A more robust check would be to confirm that a breakpoint is at that
address (naturally ignoring decr pc after break :-). However, does
later code check exactly that - confirming that the breakpoint explains
the stop reason?
Yes.
> 2. Add a new method to the architecture vector to check whether a
> particular signal may have been the result of a breakpoint
> instruction. Suggested name & signature:
>
> int breakpoint_signal_p (struct gdbarch *gdbarch, int signal)
For this, that would be wrong. The target, in combination with the
breakpoint code, determines if a breakpoint leads to a sigsegv. Ex:
breakpoint code uses the target to unmap code segment, the target
indicates that a segment isn't executable, ...
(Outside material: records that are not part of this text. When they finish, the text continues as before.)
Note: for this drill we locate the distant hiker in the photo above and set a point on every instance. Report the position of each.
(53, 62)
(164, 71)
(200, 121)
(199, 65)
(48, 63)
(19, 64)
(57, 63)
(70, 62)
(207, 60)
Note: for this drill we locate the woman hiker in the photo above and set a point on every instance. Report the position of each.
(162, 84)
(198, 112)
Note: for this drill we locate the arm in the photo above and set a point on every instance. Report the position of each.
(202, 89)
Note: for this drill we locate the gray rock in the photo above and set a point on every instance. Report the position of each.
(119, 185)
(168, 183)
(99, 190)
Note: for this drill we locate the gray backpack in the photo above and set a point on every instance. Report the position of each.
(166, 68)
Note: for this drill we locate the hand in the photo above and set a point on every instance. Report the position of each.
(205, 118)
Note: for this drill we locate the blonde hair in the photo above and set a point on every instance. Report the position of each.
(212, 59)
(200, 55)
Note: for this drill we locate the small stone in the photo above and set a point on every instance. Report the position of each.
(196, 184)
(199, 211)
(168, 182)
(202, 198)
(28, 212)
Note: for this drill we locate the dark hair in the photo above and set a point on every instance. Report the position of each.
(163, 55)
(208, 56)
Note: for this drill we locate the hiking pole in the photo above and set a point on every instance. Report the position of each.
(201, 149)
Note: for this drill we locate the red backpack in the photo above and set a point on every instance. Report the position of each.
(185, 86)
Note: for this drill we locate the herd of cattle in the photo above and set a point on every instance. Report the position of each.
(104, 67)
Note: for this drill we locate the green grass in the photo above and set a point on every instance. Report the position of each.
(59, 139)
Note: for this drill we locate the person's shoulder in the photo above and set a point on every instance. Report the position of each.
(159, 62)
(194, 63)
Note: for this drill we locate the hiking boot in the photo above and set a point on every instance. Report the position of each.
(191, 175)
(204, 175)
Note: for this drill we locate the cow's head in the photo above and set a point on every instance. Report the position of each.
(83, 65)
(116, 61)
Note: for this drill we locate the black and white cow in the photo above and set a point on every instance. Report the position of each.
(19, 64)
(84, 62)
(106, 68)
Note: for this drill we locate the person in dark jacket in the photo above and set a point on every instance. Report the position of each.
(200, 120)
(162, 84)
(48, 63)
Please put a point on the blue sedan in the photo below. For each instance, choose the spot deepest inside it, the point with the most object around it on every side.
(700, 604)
You're probably right. On Solaris, non-executable stacks are optional
for instance. And on OpenBSD/sparc you'll probably get a
non-executable stack even when emulating Linux.
> Preferences?
>
> I'd like to get this sorted before 6.1, since OpenBSD/sparc has a
> non-executable stack, and some people are running SPARC Solaris with a
> non-executable stack too.
Assuming that for VLIW gdb replaces the entire instruction bundle with a
breakpoint, a breakpoint instruction can only ever generate a sigtrap
(et.al.) (if executed) or sigsegv (if not accessible) so provided there
is a breakpoint at the PC I don't think there is any possability of
confusion (but again ignore decr pc after break :-).
So does this mean you're convinced that we can add SIGSEGV to the list
currently consisting of SIGILL and SIGEMT unconditionally? I haven't
seen any ill effects on IA-32 and AMD64 (which are decr pc after
break). I'll happilly check in the origional patch in mainline too.